In response, the British-based Campaign Against Anti-Semitism called Charles’ letter “unmistakably antisemitic.”

“This letter is disturbing. It appears that our future king believed in 1986 that the ‘influx’ of Holocaust survivors to Israel were not ‘Semitic,’ ‘cause great problems’ including terrorism, and should be ‘eliminated,’ presumably through their removal,” said the group’s chairman, Gideon Falter, in a statement on Sunday.

“The letter also appears to endorse the view that Israel is not simply the result of Jewish self-determination in the historic Jewish homeland, but the result of bullying by an all-powerful ‘Jewish lobby’ which holds U.S. presidents in its clutches. We view these comments as unmistakably anti-Semitic.”

Stephen Pollard, the editor of the Jewish Chronicle weekly, called the letter’s contents “jaw-droppingly shocking,” in particular the use of the term “Jewish lobby.”
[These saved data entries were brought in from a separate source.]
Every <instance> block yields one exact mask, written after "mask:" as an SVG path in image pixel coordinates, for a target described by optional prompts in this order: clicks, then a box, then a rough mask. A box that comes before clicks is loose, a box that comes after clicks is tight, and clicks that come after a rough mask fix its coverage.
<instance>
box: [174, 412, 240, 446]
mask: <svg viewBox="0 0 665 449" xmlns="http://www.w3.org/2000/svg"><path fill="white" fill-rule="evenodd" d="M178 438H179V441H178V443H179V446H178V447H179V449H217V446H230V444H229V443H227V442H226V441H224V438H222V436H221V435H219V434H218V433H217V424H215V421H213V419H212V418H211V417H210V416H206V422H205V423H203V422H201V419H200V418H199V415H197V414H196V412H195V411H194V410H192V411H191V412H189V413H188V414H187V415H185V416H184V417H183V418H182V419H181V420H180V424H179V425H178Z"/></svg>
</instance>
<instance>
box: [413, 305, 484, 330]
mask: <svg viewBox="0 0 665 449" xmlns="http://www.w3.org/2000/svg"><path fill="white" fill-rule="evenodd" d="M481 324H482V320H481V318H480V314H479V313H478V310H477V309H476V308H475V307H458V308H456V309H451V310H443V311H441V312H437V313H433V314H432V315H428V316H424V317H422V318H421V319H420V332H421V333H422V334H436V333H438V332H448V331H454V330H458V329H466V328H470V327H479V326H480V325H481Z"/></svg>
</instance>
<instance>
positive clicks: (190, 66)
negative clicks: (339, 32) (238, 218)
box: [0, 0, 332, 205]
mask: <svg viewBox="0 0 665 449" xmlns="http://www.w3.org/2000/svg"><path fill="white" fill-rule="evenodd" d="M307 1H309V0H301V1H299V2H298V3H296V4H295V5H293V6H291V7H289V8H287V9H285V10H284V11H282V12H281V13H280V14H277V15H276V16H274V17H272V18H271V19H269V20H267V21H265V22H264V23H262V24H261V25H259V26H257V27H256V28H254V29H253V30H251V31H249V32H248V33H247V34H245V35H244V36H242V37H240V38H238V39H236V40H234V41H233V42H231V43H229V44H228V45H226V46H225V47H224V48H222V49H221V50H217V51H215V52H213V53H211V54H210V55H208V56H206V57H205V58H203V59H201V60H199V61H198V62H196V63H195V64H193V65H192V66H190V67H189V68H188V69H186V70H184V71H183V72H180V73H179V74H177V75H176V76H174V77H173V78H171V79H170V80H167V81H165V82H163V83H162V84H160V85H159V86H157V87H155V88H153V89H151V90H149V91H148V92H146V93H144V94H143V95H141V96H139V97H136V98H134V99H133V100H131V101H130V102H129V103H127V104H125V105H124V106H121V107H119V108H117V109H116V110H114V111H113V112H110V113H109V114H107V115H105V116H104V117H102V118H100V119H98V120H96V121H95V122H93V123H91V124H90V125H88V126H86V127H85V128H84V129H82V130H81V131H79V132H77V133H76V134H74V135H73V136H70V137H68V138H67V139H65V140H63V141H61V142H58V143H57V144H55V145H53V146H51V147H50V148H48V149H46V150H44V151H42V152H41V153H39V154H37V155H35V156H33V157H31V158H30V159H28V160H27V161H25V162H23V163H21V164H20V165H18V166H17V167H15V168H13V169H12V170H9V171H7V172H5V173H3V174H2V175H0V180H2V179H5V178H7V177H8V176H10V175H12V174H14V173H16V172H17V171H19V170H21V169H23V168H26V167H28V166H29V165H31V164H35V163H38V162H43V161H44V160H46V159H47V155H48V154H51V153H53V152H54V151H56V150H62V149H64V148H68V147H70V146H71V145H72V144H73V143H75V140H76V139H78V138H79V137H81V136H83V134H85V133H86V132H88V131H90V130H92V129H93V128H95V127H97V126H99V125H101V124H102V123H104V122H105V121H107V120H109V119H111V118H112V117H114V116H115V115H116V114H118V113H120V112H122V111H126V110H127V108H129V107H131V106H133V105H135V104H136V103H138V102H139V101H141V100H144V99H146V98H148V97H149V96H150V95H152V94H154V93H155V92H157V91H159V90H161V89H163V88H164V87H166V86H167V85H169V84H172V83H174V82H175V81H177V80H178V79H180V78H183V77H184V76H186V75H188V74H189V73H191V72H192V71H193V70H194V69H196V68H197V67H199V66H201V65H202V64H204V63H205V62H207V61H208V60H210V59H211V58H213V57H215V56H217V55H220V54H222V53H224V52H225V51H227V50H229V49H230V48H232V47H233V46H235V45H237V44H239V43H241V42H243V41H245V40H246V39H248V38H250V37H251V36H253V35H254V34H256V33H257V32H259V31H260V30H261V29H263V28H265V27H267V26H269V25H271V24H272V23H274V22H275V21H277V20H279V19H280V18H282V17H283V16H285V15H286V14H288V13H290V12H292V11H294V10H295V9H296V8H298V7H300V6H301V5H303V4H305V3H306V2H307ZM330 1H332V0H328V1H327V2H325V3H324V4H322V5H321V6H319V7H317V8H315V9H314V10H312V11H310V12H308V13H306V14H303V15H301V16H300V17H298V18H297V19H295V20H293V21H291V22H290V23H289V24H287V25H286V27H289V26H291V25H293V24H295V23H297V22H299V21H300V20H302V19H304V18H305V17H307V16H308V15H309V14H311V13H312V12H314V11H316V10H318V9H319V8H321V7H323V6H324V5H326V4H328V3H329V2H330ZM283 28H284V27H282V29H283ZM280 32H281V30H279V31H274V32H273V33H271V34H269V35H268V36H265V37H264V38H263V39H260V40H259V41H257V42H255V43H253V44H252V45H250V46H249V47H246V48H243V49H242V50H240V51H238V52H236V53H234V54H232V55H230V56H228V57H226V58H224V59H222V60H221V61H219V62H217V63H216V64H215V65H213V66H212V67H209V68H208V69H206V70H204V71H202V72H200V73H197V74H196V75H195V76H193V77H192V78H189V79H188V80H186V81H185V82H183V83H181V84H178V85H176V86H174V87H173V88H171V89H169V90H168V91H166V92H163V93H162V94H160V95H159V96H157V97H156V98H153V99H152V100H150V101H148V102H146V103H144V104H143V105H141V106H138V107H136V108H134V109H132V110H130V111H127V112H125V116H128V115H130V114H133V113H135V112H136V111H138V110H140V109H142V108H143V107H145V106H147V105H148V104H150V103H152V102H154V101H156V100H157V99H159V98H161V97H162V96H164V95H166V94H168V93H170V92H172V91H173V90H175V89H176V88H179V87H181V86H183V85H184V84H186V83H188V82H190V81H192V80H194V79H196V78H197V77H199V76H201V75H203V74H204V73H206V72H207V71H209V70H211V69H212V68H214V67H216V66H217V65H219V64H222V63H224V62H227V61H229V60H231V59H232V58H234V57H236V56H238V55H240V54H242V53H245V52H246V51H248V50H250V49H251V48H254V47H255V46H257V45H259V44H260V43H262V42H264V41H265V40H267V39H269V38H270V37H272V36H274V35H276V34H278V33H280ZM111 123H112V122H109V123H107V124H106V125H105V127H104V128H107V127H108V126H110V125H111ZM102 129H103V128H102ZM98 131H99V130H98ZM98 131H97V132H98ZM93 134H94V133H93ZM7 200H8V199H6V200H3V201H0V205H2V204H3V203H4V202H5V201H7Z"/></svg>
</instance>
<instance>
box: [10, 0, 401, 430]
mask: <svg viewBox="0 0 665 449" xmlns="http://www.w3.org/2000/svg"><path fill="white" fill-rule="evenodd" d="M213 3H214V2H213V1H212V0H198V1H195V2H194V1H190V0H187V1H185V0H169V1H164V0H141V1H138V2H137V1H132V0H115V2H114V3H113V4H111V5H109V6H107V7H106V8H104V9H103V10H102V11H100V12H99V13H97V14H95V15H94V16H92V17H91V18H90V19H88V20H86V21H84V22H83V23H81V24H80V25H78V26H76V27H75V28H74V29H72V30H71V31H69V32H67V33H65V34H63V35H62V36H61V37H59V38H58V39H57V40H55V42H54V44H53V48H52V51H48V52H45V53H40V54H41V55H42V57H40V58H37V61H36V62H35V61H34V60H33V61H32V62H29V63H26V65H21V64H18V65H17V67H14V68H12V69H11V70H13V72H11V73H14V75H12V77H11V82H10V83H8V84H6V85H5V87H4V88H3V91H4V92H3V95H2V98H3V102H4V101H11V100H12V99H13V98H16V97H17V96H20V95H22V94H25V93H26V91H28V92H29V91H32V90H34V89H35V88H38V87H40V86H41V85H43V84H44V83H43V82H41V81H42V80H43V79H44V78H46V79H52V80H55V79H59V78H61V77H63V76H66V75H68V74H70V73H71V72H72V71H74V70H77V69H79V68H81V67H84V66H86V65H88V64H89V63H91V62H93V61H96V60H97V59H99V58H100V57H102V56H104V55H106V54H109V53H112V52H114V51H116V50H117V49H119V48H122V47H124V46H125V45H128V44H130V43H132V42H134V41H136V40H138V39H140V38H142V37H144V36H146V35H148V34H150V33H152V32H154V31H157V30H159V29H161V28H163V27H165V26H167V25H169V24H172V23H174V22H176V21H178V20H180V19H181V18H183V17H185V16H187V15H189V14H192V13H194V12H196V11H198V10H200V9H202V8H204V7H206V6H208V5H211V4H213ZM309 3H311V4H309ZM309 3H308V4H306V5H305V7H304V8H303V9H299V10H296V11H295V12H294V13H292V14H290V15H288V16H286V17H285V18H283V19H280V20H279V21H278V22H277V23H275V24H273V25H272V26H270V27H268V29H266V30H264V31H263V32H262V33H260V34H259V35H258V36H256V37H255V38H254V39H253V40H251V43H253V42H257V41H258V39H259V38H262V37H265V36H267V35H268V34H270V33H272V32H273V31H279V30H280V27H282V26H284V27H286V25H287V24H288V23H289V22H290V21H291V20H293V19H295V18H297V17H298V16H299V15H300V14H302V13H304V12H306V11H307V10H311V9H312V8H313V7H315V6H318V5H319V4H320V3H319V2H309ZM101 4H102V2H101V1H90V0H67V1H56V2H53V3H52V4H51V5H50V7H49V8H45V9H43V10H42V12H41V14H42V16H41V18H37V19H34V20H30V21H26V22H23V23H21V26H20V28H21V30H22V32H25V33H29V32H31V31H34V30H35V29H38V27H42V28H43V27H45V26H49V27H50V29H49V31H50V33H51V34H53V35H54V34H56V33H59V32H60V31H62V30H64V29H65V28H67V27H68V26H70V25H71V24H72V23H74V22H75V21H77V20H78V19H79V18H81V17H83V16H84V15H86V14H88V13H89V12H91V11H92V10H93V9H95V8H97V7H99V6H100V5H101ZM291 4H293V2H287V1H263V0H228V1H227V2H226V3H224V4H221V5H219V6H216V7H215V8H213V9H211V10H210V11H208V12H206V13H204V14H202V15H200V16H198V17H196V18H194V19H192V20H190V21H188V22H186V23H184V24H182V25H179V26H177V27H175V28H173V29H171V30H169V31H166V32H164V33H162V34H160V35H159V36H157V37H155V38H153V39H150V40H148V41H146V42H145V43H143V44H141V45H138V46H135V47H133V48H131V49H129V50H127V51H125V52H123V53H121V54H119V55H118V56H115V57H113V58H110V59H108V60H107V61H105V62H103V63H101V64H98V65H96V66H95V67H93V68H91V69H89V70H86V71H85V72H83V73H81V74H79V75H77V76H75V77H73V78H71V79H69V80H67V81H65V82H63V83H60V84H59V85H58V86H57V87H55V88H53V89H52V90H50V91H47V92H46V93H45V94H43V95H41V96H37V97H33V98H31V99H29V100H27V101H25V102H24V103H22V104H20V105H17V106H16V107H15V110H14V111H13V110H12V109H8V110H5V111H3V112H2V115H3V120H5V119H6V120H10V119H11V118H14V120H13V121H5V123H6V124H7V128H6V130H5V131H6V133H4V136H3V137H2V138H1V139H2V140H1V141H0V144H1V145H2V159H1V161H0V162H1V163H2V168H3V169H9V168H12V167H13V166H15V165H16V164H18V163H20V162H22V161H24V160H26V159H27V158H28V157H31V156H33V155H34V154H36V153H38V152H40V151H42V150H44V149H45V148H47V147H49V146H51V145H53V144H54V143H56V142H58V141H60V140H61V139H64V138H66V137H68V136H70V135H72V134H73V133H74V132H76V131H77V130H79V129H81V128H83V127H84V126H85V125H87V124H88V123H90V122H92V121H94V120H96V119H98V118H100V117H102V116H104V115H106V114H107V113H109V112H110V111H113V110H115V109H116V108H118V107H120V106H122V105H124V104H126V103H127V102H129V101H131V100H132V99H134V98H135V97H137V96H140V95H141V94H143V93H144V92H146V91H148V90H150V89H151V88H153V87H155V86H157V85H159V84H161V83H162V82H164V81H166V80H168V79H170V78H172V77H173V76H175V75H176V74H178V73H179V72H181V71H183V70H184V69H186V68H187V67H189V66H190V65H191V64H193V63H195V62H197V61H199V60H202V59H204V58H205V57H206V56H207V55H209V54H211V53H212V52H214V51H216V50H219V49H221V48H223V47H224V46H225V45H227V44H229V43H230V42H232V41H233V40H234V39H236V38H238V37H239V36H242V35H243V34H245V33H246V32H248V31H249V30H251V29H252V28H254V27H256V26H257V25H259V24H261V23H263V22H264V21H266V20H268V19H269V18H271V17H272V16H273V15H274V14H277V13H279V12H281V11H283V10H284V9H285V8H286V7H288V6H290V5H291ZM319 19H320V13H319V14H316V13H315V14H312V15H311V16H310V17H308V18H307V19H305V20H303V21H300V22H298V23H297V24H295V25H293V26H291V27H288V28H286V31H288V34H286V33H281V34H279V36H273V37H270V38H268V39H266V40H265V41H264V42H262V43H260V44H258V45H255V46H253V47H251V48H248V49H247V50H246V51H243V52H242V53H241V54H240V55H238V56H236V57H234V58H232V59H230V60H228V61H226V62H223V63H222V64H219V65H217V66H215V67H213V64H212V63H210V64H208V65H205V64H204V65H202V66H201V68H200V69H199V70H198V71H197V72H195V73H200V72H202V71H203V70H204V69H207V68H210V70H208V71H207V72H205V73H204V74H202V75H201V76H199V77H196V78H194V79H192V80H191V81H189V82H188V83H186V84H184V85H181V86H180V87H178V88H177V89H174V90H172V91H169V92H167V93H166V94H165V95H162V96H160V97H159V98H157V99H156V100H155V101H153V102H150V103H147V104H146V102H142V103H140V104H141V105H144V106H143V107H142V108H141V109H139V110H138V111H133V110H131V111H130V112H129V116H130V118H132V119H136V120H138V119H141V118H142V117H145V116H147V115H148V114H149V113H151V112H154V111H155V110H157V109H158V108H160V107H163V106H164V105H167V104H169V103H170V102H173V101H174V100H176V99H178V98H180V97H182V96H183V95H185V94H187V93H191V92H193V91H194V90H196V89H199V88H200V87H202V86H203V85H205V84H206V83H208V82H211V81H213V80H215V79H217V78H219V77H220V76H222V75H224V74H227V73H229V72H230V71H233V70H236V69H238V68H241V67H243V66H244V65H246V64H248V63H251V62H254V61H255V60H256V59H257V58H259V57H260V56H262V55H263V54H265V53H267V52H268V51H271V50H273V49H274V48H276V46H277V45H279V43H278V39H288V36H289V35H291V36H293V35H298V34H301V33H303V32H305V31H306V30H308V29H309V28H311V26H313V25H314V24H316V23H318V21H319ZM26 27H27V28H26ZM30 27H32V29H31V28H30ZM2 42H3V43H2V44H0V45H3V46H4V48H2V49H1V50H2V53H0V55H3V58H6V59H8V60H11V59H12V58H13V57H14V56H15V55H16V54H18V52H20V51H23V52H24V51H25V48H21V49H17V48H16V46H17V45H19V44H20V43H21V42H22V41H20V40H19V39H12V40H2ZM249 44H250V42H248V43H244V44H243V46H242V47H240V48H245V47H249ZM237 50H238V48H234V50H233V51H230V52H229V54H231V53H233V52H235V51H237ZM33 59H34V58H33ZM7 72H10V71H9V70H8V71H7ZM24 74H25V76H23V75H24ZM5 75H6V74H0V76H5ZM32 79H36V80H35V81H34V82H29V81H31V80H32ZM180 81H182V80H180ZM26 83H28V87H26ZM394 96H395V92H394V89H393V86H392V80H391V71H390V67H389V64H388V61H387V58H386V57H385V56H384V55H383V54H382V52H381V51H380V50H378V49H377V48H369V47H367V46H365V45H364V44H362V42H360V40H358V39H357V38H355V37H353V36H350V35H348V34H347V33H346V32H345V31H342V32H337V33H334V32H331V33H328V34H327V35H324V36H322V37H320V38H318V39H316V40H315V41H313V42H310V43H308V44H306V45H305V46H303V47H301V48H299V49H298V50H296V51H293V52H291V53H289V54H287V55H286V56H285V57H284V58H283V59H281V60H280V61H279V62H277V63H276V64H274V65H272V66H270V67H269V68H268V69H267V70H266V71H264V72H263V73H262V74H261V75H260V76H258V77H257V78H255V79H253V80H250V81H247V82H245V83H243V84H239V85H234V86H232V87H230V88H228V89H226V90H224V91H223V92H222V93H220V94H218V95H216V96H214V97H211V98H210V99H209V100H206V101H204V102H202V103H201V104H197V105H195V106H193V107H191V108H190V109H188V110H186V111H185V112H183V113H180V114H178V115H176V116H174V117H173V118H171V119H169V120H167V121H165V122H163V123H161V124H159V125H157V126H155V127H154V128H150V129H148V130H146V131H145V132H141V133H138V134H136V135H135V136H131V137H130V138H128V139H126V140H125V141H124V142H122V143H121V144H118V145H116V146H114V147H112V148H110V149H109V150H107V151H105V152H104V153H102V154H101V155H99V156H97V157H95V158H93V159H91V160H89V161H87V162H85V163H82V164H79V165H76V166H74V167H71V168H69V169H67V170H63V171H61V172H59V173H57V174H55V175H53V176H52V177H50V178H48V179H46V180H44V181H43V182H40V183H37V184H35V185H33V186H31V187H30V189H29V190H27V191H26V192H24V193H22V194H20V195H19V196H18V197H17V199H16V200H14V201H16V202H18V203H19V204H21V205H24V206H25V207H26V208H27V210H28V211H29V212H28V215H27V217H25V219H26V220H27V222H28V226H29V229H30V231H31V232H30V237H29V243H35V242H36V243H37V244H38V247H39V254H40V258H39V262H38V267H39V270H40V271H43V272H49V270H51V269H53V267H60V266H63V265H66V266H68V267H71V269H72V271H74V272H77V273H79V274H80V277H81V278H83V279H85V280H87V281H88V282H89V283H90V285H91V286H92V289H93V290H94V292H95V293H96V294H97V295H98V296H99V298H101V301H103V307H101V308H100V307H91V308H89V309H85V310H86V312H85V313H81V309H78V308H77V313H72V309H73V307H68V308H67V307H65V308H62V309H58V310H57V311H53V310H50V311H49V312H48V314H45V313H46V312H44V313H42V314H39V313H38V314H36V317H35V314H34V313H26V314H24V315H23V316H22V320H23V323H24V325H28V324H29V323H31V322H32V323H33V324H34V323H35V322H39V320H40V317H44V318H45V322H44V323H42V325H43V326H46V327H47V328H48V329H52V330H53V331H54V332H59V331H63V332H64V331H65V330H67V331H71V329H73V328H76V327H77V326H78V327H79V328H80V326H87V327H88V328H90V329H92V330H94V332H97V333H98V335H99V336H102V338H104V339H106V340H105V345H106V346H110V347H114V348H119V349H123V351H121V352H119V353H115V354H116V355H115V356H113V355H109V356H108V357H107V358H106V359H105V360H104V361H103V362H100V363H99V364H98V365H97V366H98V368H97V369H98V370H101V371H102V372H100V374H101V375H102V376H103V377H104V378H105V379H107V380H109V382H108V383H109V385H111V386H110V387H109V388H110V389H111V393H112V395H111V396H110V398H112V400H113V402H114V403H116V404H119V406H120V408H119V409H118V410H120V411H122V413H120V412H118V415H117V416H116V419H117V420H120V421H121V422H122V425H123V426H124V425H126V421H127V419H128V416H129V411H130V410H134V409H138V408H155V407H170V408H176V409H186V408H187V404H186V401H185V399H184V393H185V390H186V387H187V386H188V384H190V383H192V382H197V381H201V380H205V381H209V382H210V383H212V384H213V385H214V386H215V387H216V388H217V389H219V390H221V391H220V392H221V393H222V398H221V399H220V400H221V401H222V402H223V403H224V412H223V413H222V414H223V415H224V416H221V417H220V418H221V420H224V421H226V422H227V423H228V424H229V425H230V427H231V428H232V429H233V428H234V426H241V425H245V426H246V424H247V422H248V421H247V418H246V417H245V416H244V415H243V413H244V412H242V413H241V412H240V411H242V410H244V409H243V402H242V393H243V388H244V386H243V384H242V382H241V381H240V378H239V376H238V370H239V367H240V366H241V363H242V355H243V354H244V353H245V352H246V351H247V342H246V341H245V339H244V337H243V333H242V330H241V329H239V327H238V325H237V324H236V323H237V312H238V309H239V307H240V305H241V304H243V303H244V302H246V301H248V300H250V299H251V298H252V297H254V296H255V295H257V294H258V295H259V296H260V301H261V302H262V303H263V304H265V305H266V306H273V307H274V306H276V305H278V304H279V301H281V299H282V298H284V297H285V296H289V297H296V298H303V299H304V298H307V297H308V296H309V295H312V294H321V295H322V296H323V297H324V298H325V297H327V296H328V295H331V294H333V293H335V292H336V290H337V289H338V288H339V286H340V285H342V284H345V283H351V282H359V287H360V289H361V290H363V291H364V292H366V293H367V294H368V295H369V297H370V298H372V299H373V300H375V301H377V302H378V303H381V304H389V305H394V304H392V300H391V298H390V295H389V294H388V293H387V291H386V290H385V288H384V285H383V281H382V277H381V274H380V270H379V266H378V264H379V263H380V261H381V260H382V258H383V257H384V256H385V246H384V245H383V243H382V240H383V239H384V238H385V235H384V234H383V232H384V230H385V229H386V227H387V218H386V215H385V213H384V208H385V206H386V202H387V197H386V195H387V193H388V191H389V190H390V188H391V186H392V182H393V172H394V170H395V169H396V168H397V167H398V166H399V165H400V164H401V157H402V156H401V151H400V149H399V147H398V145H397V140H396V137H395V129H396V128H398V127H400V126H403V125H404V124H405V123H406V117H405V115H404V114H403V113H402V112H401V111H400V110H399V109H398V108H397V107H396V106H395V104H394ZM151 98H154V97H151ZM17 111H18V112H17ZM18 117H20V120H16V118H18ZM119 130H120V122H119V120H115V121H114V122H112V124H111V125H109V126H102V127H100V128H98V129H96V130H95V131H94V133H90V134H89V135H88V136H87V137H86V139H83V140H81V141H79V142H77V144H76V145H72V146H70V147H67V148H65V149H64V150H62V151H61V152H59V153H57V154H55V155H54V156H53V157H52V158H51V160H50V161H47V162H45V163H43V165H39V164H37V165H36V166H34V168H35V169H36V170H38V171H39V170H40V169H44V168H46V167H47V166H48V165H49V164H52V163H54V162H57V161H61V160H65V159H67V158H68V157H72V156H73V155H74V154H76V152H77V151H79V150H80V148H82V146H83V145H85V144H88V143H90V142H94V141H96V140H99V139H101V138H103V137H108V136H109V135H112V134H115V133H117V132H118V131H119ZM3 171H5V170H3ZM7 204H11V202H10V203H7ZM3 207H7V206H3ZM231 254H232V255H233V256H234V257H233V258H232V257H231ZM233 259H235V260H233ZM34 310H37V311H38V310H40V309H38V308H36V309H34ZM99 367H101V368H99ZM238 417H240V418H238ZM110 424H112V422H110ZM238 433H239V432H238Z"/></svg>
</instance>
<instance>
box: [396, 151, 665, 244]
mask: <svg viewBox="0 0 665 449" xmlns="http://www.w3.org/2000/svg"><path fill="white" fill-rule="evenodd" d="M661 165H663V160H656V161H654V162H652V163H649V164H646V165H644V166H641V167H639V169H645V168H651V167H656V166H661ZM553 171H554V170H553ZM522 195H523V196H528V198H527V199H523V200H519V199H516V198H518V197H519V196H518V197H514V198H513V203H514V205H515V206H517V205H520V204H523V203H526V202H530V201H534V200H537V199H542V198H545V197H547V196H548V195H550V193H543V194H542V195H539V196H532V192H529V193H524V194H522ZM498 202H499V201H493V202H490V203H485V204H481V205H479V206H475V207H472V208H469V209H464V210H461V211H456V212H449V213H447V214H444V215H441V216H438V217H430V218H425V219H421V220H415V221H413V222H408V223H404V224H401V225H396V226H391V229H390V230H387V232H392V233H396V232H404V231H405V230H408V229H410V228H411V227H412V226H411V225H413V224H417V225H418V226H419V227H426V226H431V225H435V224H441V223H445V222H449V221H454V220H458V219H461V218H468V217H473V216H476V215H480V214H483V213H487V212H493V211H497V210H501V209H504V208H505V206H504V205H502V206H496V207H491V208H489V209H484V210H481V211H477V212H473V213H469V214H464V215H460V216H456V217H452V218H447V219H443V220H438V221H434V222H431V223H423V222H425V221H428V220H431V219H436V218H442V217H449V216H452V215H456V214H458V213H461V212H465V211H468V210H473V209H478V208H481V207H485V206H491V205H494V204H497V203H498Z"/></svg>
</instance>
“To me this is the most astonishing element of the prince’s letter. The ‘Jewish lobby’ is one of the anti-Semitic themes that have endured for centuries. It is this myth there are these very powerful Jews who control foreign policy or the media or banks or whatever,” the Mail quoted Pollard as saying.

However, Falter observed that since the letter was written, Charles “appears to have warmed to the Jewish community,” noting his friendship with Orthodox Jewish Rabbi Lord Jonathan Sacks, and his attendance of the inauguration of Rabbi Ephraim Mirvis, Rabbi Sacks’s successor as Chief Rabbi of the United Hebrew Congregations.

Nevertheless, he urged Charles to publicly repudiate the sentiments expressed in the letter, to make clear that his views have changed.

However, a spokeswoman for Charles offered instead a clarification rather than a repudiation. She said he was not expressing his views in the letter but only describing those he encountered during this trip.

“He was sharing the arguments in private correspondence with a long-standing friend in an attempt to improve his understanding of what he has always recognized is a deeply complex issue to which he was coming early on in his own analysis in 1986,” the spokeswoman said.